Freitag, 26. November: In Gießen gehen zwei Tage vor dem ersten Advent die Licher an. Die von den BID-Vereinen finanzierte Weihnachtsbeleuchtung der Innenstadt soll den Ausfall des Weihnachtsmarktes zumindest stimmungsmäßig ein bisschen ausgleichen. »Wenn wir die Licherketten im Januar abhängen, hängen wir hoffentlich auch dieses Jahr 2020 irgendwie ab«, sagte BID-Vorsitzender Heinz-Jörg Ebert.
Samstag, 28. November: An den Schulen hat sich mit dem Teil-Lockdown nichts geändert. Mit hohem Aufwand soll weiterhin der Präsenzunterricht gewährleistet werden. Das sorgt für Kritik, weil Elternvertreter dahinter auch Versäumnisse bei der Digitalisierung sehen. Sie sprechen von einer »Verherrlichung des Präsenzunterrichts mangels digitaler Alternativen«.
Fast 80 Corona-Patienten werden im Klinikum und »EV« behandelt, 34 von ihnen liegen auf der Intensivstation. Gegenüber dem Monatsbeginn entspricht das ist in etwa einer Verdoppelung.
Samstag, 28. November: Gute und schlechte Nachrichten aus dem Einzelhandel. Während das Modehaus Schlüter mitten in der Pandemie ein antizyklisches Zeichen setzt und zurück in den Seltersweg zieht, schließt die insolvente Schuhkette »CCC« ihre Filiale, »Leder-Meid« reduziert Verkaufsfläche.

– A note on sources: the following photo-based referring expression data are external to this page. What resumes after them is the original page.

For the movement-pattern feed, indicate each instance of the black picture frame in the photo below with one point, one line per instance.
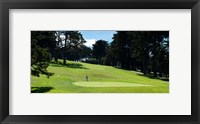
(5, 5)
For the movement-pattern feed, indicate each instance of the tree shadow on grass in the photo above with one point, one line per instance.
(151, 77)
(70, 65)
(40, 89)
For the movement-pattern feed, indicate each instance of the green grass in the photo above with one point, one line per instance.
(101, 79)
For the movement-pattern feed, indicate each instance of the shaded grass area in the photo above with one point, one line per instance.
(66, 78)
(40, 89)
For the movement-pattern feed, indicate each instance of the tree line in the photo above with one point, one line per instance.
(145, 51)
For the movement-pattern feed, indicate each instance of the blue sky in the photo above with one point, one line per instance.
(92, 36)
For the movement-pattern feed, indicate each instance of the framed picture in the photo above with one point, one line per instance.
(99, 61)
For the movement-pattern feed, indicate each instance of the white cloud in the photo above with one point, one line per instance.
(90, 42)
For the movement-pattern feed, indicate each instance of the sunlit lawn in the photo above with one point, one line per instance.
(101, 79)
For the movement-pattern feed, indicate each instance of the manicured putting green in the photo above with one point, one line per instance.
(107, 84)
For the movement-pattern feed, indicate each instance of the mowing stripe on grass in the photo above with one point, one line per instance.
(107, 84)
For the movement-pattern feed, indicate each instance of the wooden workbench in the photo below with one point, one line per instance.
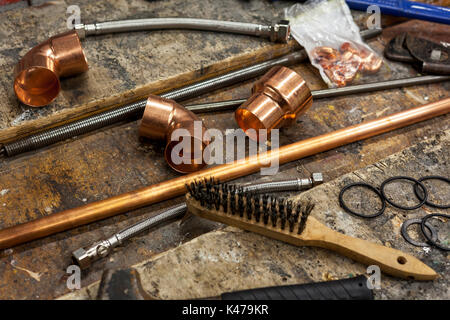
(114, 160)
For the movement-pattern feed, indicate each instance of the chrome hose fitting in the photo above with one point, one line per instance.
(85, 257)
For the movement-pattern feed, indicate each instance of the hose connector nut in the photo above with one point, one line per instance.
(278, 98)
(85, 257)
(317, 178)
(280, 32)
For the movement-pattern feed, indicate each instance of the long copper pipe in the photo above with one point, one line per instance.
(168, 189)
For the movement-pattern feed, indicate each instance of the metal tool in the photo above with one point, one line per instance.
(403, 8)
(135, 110)
(426, 56)
(37, 74)
(291, 222)
(125, 284)
(100, 249)
(165, 190)
(66, 131)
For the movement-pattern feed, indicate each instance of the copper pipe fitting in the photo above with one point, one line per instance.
(36, 76)
(278, 98)
(160, 120)
(68, 219)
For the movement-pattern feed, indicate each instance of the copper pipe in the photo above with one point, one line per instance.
(175, 187)
(160, 120)
(278, 98)
(36, 76)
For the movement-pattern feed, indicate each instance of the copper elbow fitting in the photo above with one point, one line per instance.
(36, 76)
(278, 98)
(161, 118)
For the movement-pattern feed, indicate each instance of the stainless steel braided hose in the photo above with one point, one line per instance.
(135, 110)
(85, 257)
(278, 32)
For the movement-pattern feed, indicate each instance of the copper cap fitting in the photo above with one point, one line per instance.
(278, 98)
(161, 118)
(36, 76)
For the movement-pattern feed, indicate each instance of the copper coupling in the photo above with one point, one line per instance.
(183, 131)
(278, 98)
(36, 76)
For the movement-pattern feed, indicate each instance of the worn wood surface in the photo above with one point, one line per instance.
(113, 160)
(231, 259)
(127, 67)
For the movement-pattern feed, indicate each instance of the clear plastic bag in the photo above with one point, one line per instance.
(331, 38)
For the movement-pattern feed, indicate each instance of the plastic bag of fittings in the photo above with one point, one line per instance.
(331, 38)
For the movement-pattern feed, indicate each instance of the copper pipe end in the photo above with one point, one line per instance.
(162, 117)
(36, 76)
(279, 97)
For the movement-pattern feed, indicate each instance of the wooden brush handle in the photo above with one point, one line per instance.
(390, 261)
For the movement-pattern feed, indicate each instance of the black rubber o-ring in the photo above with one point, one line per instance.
(404, 232)
(429, 203)
(366, 185)
(425, 192)
(422, 226)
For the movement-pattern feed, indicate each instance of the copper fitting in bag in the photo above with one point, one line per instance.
(278, 98)
(36, 76)
(162, 117)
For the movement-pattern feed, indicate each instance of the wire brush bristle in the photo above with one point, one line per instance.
(231, 199)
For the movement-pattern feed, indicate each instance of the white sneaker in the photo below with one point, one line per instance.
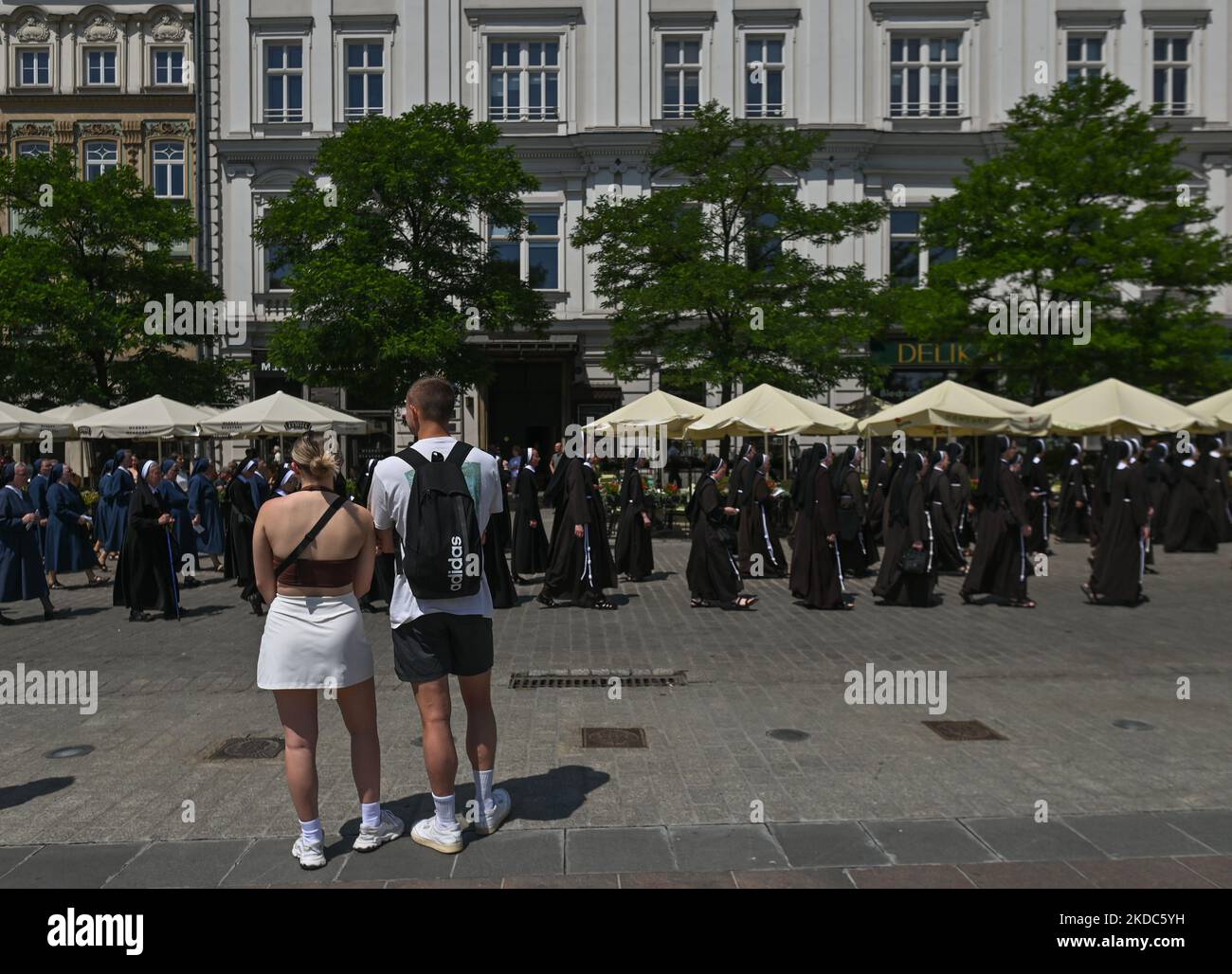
(386, 830)
(311, 855)
(426, 833)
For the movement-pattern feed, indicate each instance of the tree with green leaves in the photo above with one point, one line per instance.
(82, 262)
(715, 274)
(390, 267)
(1084, 202)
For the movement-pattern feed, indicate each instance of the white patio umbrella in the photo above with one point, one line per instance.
(280, 415)
(20, 424)
(155, 418)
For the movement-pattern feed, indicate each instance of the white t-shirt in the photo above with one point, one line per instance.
(387, 502)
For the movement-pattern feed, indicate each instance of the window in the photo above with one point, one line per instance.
(763, 86)
(169, 170)
(524, 81)
(100, 156)
(168, 66)
(681, 77)
(278, 270)
(36, 68)
(365, 79)
(284, 82)
(537, 255)
(1084, 56)
(1170, 81)
(100, 66)
(924, 74)
(908, 260)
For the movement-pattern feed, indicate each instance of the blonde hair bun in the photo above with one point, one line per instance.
(311, 455)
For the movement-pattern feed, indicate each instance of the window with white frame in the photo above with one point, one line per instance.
(35, 66)
(284, 81)
(168, 164)
(364, 79)
(764, 70)
(1170, 73)
(100, 66)
(524, 81)
(910, 260)
(537, 254)
(925, 77)
(168, 66)
(100, 156)
(681, 77)
(1084, 56)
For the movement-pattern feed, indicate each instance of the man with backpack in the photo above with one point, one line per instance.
(439, 496)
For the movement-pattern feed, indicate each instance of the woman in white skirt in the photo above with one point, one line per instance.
(313, 554)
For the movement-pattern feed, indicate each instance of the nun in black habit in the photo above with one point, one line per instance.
(1073, 510)
(245, 494)
(940, 509)
(21, 563)
(385, 567)
(496, 568)
(146, 571)
(907, 531)
(579, 562)
(711, 572)
(816, 571)
(999, 566)
(529, 538)
(635, 558)
(875, 501)
(1116, 574)
(851, 514)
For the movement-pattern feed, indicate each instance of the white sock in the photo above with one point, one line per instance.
(444, 819)
(312, 831)
(483, 789)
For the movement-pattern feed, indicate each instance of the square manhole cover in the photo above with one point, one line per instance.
(614, 738)
(242, 748)
(962, 730)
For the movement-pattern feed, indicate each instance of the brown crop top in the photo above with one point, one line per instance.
(309, 572)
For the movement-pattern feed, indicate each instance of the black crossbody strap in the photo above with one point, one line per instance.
(312, 534)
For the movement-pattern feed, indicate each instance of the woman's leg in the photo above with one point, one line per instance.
(358, 707)
(297, 711)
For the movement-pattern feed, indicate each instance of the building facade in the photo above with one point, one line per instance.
(906, 89)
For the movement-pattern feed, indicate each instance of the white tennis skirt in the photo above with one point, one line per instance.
(313, 641)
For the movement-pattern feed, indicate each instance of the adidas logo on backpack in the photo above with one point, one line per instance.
(442, 553)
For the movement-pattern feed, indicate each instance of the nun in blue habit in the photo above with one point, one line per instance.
(176, 504)
(118, 493)
(68, 546)
(21, 564)
(208, 521)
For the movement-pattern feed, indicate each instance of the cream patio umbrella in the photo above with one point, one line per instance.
(1113, 406)
(952, 409)
(24, 424)
(155, 418)
(1216, 410)
(654, 409)
(280, 415)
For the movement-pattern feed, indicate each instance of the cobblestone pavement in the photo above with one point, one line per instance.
(1051, 681)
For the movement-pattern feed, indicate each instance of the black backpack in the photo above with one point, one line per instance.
(442, 554)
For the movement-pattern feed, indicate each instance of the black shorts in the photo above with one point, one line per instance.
(442, 643)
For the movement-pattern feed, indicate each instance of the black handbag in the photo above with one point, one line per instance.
(915, 562)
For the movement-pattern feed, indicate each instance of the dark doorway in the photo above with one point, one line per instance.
(524, 406)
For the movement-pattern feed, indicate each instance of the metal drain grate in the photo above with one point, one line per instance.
(595, 680)
(614, 738)
(962, 730)
(247, 748)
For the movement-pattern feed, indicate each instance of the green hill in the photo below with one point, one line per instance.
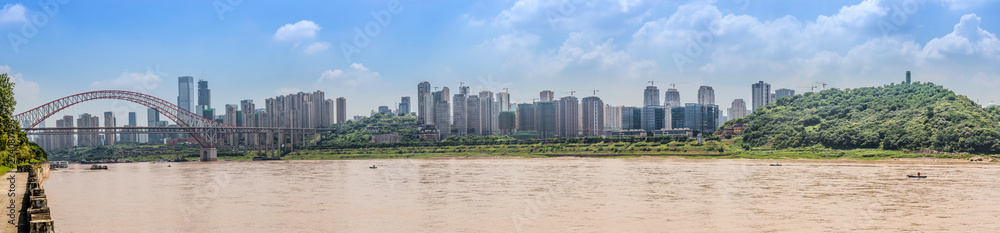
(892, 117)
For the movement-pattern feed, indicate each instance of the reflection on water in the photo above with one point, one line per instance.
(532, 195)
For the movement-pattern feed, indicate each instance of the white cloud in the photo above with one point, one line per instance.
(304, 29)
(964, 4)
(25, 92)
(316, 47)
(12, 13)
(129, 81)
(353, 77)
(287, 91)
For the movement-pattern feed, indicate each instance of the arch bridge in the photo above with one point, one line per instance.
(206, 132)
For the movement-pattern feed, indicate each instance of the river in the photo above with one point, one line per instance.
(527, 195)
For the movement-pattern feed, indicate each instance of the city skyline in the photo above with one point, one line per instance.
(501, 34)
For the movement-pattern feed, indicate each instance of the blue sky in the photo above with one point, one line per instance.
(257, 49)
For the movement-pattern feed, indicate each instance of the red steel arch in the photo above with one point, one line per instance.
(186, 120)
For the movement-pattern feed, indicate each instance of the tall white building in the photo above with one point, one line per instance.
(185, 93)
(706, 95)
(761, 95)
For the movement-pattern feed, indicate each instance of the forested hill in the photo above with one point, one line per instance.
(893, 117)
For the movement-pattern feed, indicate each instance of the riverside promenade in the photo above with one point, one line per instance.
(15, 205)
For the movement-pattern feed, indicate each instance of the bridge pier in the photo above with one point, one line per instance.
(209, 154)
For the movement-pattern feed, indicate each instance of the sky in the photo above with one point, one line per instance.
(373, 52)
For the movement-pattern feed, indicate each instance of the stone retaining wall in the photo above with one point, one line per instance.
(38, 210)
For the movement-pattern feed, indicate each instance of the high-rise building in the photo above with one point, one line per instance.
(672, 98)
(654, 117)
(783, 92)
(88, 140)
(612, 117)
(423, 91)
(185, 93)
(525, 117)
(592, 116)
(341, 110)
(706, 95)
(761, 95)
(489, 112)
(503, 101)
(546, 96)
(249, 119)
(545, 119)
(463, 90)
(569, 117)
(442, 118)
(700, 118)
(651, 96)
(738, 110)
(109, 121)
(631, 118)
(474, 121)
(460, 114)
(507, 120)
(404, 105)
(204, 97)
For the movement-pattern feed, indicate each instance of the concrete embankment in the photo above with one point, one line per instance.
(27, 207)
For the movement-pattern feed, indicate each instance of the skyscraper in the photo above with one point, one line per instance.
(700, 118)
(592, 116)
(783, 92)
(546, 96)
(488, 113)
(672, 98)
(761, 95)
(185, 93)
(204, 97)
(631, 118)
(706, 95)
(738, 110)
(423, 91)
(651, 96)
(404, 105)
(109, 121)
(460, 111)
(569, 117)
(474, 121)
(525, 117)
(545, 119)
(654, 118)
(341, 110)
(503, 101)
(507, 121)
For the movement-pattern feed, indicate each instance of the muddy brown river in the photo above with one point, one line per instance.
(527, 195)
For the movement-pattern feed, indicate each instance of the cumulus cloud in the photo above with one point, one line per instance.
(129, 81)
(13, 13)
(25, 92)
(304, 29)
(316, 47)
(353, 77)
(287, 91)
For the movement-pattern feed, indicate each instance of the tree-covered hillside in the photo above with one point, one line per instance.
(893, 117)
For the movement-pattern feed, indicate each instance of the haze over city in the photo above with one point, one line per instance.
(257, 50)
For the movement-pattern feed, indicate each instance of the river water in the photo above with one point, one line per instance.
(527, 195)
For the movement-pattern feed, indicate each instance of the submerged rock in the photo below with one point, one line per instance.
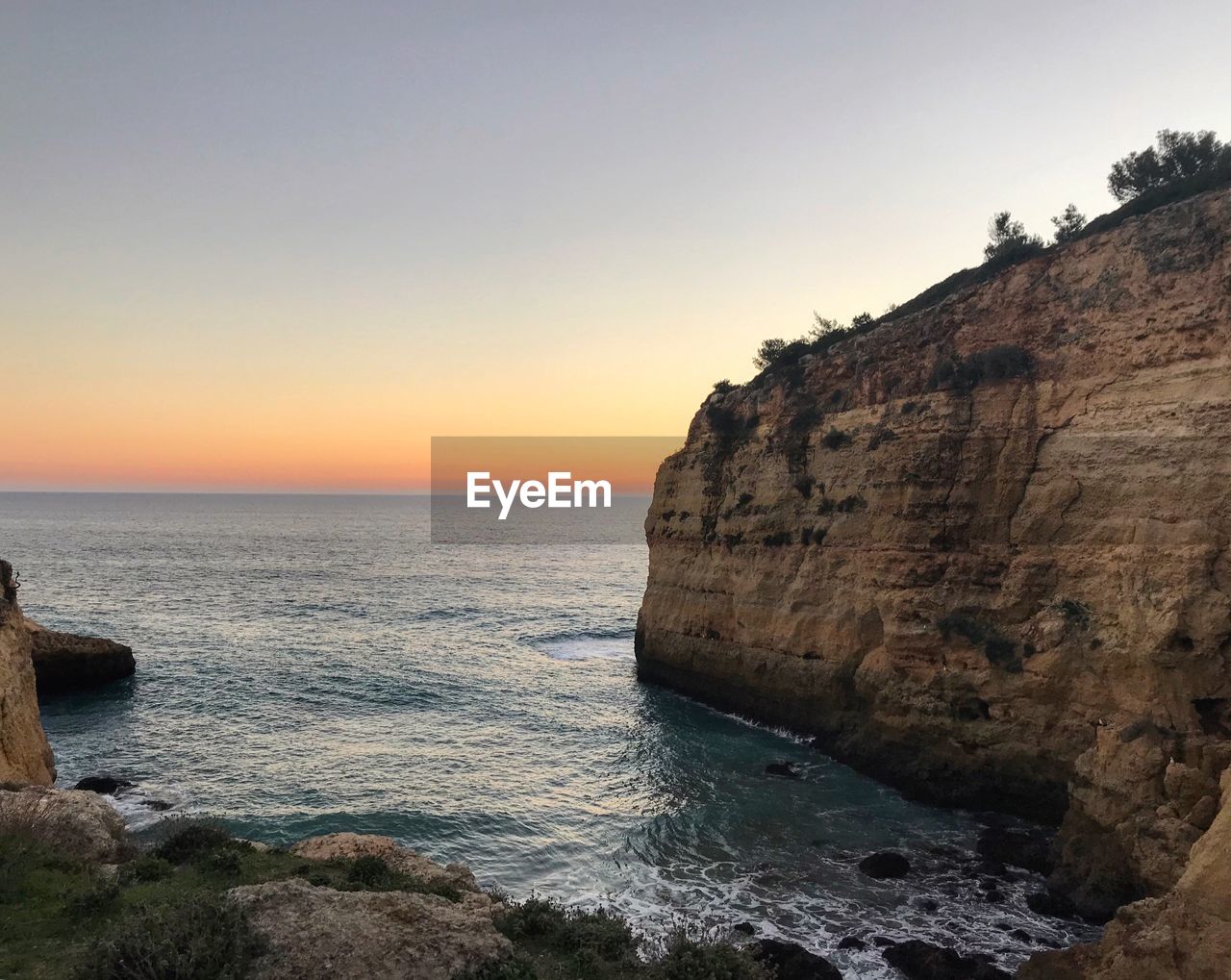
(919, 961)
(108, 786)
(399, 858)
(368, 935)
(64, 662)
(885, 865)
(791, 962)
(77, 822)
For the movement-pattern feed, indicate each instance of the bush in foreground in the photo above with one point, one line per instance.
(197, 937)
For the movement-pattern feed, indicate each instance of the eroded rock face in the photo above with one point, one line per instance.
(1015, 596)
(64, 662)
(399, 858)
(1183, 936)
(74, 821)
(25, 755)
(361, 935)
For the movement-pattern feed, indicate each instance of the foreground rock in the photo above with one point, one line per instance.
(368, 935)
(74, 821)
(25, 755)
(399, 858)
(1183, 936)
(64, 662)
(919, 961)
(980, 552)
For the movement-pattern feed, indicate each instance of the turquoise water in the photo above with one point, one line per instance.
(311, 664)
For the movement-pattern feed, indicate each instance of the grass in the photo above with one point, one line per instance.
(65, 919)
(163, 917)
(557, 943)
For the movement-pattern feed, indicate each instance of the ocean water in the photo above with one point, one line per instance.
(312, 664)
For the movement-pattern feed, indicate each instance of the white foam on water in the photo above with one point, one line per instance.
(589, 647)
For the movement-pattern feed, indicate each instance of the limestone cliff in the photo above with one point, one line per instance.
(25, 755)
(981, 550)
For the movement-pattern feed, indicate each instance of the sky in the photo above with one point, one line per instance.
(280, 246)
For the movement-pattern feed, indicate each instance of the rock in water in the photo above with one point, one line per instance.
(25, 755)
(64, 662)
(316, 932)
(919, 961)
(74, 821)
(885, 865)
(108, 786)
(791, 962)
(399, 858)
(1023, 590)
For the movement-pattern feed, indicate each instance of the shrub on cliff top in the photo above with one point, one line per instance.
(1176, 158)
(201, 936)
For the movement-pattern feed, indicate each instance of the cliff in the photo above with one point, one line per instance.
(981, 550)
(25, 755)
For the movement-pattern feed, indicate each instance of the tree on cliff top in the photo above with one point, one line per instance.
(1174, 158)
(1008, 240)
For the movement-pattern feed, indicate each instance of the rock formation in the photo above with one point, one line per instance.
(64, 662)
(25, 755)
(981, 550)
(364, 935)
(1183, 936)
(350, 846)
(74, 821)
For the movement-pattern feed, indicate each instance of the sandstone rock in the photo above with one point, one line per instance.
(64, 662)
(75, 821)
(1022, 601)
(1182, 936)
(368, 935)
(791, 962)
(25, 755)
(399, 858)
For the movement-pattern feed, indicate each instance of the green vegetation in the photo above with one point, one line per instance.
(998, 364)
(1000, 650)
(163, 917)
(1176, 159)
(557, 943)
(1181, 165)
(1068, 224)
(1008, 240)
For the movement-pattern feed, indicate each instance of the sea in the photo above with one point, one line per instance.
(309, 664)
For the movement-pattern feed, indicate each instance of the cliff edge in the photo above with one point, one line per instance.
(983, 550)
(25, 755)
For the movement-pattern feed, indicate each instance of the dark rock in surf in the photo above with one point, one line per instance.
(1020, 848)
(791, 962)
(108, 786)
(885, 865)
(919, 961)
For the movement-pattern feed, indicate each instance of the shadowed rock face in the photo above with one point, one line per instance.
(64, 662)
(25, 755)
(1015, 596)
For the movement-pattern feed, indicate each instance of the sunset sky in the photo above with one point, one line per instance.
(281, 245)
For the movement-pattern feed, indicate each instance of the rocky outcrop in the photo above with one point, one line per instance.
(983, 550)
(25, 755)
(64, 662)
(350, 846)
(1183, 936)
(368, 935)
(74, 821)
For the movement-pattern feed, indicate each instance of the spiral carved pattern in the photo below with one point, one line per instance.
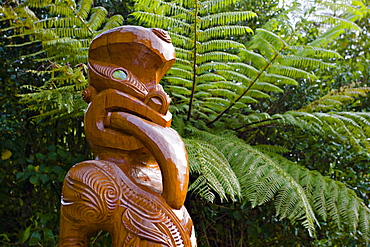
(90, 192)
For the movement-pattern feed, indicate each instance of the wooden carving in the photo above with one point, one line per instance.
(136, 187)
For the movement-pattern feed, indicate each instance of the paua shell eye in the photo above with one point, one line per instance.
(119, 74)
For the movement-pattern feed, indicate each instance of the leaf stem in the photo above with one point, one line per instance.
(194, 61)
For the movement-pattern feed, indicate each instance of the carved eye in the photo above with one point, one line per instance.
(119, 74)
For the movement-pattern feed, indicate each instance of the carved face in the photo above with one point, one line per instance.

Montag, 30. November: Ein trauriges Wochenende mit vier weiteren Corona-Toten liegt hinter den Menschen im Landkreis Gießen. 2269 Personen sind im Kreis infiziert, davon 827 in der Stadt Gießen. Zu den extrem schwer getroffenen Branchen zählen die Clubs und Diskotheken. Eyyup Kaya, Chef des Gießener »Admirals«, sieht die Lage nüchtern: »Wir öffnen erst wieder, wenn es einen Impfstoff gibt.« Die ersten Dezembertage bringen diesbezüglich einen Hoffnungsschimmer mit der Nachricht, dass in einem Möbelmarkt in Heuchelheim das Impfzentrum für den Kreis Gießen eingerichtet wird. Am 11. Dezember muss es betriebsbereit sein. Dort sollen täglich zwischen sieben Uhr morgens und 22 Uhr rund 1350 Menschen gegen das Corona-Virus geimpft werden. Angepeilt wird eine Impfrate von 60 Prozent, was im Landkreis Gießen 167 500 geimpften Personen entspricht.